= Jonathan Grossman =

English professor (born 1967)

Jonathan Hamilton Grossman (born April 17, 1967) is a professor of English at the University of California, Los Angeles (UCLA). He specializes in nineteenth-century British literature.

== Biography ==
Grossman was born in Oxford, England, in 1967 to Marc and Penelope Grossman. He attended Milton Academy in Milton, Massachusetts. He received his Bachelor of Arts in English and religion from Brown University in 1989, and his PhD in English from the University of Pennsylvania in 1996.

== Scholarship ==
Grossman's first book, The Art of Alibi: English Law Courts and the Novel, was published by The Johns Hopkins University Press in 2002. The book examines early nineteenth-century crime fiction's relation to the law courts prior to detective fiction's invention in the 1840s. It falls into the interdisciplinary field of law and literature as well as early Victorian studies.
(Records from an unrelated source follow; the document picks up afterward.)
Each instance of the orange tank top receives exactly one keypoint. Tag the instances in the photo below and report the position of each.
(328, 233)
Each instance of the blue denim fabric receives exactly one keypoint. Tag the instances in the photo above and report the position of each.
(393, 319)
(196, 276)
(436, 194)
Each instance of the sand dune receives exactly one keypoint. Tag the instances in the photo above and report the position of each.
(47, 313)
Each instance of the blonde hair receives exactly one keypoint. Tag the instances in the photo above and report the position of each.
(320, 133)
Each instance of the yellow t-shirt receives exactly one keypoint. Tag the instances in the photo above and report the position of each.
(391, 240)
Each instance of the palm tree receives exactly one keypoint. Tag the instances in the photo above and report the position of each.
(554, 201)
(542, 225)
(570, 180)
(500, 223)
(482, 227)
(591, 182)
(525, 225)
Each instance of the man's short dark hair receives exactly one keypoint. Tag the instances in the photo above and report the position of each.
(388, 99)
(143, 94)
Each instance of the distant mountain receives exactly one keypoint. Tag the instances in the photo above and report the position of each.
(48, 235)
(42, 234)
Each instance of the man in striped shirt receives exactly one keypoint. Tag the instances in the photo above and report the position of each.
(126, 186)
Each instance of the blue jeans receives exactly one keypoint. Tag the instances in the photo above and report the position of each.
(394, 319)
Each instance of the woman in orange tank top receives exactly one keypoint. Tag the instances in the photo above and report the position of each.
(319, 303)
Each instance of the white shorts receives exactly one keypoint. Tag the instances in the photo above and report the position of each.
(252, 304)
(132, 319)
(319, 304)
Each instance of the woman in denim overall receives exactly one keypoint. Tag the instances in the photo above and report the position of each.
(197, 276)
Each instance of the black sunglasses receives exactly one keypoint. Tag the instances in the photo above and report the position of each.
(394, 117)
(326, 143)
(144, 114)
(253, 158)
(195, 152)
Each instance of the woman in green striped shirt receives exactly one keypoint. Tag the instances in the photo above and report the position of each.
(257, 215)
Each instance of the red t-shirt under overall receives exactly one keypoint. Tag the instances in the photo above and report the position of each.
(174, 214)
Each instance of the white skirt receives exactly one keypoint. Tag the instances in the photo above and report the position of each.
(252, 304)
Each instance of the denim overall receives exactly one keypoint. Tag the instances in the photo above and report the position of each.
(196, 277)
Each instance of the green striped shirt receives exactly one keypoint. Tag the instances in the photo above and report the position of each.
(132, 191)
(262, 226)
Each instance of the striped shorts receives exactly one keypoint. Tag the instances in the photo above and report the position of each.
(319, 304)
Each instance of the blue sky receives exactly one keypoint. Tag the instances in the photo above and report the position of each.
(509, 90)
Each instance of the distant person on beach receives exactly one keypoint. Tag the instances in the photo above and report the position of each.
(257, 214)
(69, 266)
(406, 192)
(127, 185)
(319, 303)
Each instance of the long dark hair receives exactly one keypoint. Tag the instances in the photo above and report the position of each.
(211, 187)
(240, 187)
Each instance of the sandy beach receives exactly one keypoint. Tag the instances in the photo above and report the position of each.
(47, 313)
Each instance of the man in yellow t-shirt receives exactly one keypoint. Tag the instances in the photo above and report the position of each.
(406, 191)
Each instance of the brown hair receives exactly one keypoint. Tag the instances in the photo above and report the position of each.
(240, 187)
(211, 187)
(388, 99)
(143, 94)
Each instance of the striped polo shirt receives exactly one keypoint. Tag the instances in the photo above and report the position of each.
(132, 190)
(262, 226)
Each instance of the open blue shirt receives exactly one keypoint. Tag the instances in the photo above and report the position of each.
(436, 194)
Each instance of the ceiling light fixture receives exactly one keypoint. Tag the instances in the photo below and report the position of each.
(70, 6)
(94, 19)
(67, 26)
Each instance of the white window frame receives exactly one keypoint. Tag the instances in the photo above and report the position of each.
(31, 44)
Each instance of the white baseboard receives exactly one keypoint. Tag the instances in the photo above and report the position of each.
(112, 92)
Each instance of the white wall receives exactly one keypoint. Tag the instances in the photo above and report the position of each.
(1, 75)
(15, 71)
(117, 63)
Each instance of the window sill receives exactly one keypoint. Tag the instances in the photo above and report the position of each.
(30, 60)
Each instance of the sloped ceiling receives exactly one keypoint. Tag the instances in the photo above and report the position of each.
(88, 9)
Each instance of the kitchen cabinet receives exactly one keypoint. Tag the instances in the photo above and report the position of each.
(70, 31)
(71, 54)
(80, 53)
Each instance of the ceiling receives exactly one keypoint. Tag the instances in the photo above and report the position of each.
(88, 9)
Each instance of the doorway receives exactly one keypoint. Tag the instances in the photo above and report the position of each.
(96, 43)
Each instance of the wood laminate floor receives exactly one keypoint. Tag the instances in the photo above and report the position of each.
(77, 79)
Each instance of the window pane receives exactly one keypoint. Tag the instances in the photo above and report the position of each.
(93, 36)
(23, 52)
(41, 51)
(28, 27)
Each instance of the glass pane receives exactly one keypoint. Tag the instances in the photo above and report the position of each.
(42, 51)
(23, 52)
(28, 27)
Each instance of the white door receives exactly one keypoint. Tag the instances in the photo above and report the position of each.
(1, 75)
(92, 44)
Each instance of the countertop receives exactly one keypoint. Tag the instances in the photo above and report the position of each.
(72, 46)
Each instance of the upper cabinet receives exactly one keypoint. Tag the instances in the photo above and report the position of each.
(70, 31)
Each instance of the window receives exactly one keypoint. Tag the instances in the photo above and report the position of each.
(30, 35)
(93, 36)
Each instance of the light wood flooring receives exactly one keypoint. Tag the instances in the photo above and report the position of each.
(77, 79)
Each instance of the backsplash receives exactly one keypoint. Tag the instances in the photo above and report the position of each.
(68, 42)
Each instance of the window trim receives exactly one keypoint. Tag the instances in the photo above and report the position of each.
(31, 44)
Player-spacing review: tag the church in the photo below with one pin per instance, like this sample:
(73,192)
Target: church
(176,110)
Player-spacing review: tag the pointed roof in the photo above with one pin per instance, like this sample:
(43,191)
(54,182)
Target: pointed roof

Charles Dickens's Networks: Public transport and the Novel (Oxford), his second book, examines the history of public transport's systematic networking of people and how this revolutionized perceptions of time, space, and community, and how the art form of the novel played a special role in synthesizing and understanding that revolution. Focusing on a trio of road novels by Charles Dickens, this study looks first at a key historical moment in the networked community's coming together, then at a subsequent recognition of its tragic limits, and, finally, at the construction of a revised view that expressed the precarious, limited omniscient perspective by which passengers came to imagine their journeying in the network.

Since 2011, Grossman has been co-editor of the journal Nineteenth-Century Literature.

Grossman's academic interests include the history, form, and sociology of the novel, and narrative and temporality.